In an articlein the Independent today, I argue that it is about time the Bank of England changed UK interest rates. But they should go down, not up. The essence of the argument is there remains a significant risk that we have substantial deficient demand. Even if the probability of this is below 50%, if it is true the costs of it persisting far outweigh the costs of some mild inflation overshooting.
One point I do not consider in the article are the implications for nominal GDP (NGDP) targeting. Here is the picture.
I use nominal GDP per head, because that is robust to changes in migration flows, which for the UK have been important and variable. The serious arguments are for a levels target, so I’ve drawn in a reference path for 4.25% growth. That is a combination of 2% output price inflation and 2.25% real growth per head, the latter being the 1955-2008 average rate.
If the Bank of England had adopted a NGDP target, as many have recommended, the MPC would be tearing their collective hair out right now trying to stimulate the economy. There would be zero talk of interest rate increases. So there seem to be just two possibilities. Either NGDP targeting is nuts, or monetary policy has slowly gone off the rails by focusing on CPI inflation alone.

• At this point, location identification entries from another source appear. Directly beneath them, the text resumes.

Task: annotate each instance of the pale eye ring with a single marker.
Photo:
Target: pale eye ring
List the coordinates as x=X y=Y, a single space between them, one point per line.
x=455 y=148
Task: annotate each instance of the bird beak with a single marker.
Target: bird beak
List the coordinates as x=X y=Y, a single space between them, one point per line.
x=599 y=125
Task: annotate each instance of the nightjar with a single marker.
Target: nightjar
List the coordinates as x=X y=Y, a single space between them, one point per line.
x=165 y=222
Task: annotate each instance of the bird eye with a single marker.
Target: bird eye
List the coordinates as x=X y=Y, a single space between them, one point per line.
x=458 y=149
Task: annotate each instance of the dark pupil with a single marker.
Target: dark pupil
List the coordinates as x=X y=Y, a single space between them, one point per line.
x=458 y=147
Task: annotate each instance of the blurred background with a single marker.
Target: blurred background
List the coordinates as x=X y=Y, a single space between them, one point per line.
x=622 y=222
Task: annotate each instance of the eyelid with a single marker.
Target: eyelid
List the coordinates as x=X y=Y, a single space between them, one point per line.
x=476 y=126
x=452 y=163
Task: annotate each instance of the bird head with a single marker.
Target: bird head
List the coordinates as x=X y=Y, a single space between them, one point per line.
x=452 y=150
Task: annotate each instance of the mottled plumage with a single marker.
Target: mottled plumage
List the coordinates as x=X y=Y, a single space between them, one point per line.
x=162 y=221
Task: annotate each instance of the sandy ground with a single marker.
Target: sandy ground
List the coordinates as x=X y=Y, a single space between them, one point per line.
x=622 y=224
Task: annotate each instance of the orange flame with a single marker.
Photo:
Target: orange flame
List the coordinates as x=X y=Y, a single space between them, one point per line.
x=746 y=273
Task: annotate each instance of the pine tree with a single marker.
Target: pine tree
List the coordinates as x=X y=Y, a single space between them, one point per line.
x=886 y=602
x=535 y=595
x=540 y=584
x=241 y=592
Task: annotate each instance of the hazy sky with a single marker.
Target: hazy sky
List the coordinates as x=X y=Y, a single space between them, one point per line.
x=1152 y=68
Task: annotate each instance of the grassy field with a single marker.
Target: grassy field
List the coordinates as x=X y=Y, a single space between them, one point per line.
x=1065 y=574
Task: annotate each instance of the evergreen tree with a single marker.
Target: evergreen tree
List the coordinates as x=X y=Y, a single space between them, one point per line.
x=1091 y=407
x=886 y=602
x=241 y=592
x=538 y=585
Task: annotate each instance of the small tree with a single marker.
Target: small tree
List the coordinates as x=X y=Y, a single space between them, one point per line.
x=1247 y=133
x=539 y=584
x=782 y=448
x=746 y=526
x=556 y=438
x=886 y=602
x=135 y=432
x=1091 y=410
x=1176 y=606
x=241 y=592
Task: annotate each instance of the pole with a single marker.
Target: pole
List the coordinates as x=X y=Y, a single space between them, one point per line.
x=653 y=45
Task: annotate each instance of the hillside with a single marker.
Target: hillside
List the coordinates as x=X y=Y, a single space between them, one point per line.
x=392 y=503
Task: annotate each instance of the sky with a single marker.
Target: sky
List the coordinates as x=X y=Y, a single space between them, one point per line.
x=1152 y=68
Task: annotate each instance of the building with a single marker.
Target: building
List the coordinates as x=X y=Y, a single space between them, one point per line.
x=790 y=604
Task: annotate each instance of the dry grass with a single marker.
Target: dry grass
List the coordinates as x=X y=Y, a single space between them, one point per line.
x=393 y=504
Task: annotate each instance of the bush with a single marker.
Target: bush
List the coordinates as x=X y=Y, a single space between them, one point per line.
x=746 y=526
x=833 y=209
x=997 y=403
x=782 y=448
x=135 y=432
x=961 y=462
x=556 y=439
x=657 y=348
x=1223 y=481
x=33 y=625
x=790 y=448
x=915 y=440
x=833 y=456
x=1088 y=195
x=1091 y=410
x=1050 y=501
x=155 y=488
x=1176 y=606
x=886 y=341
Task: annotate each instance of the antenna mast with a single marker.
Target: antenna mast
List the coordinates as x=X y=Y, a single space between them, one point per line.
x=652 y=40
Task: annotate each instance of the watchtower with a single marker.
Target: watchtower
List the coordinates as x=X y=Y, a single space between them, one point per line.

Time will tell. But if the possibility that the UK could really grow quite fast right now without inflation getting out of control turns out to be true (and the argument I make in the Independent is just that there is a non-trivial possibility that it might be true), what will history say? I suspect they will talk about Goodhart’slaw, which says “when a measure becomes a target, it ceases to be a good measure”. Targeting inflation and ignoring output seemed like a good idea, because of what is called the divine coincidence. I talked about this in what I think is one of my better posts. Goodhart’s law applied to this case says CPI inflation ceases to be a good indicator of both the state of the economy and maybe also the costs of inflation when you try using it as a target.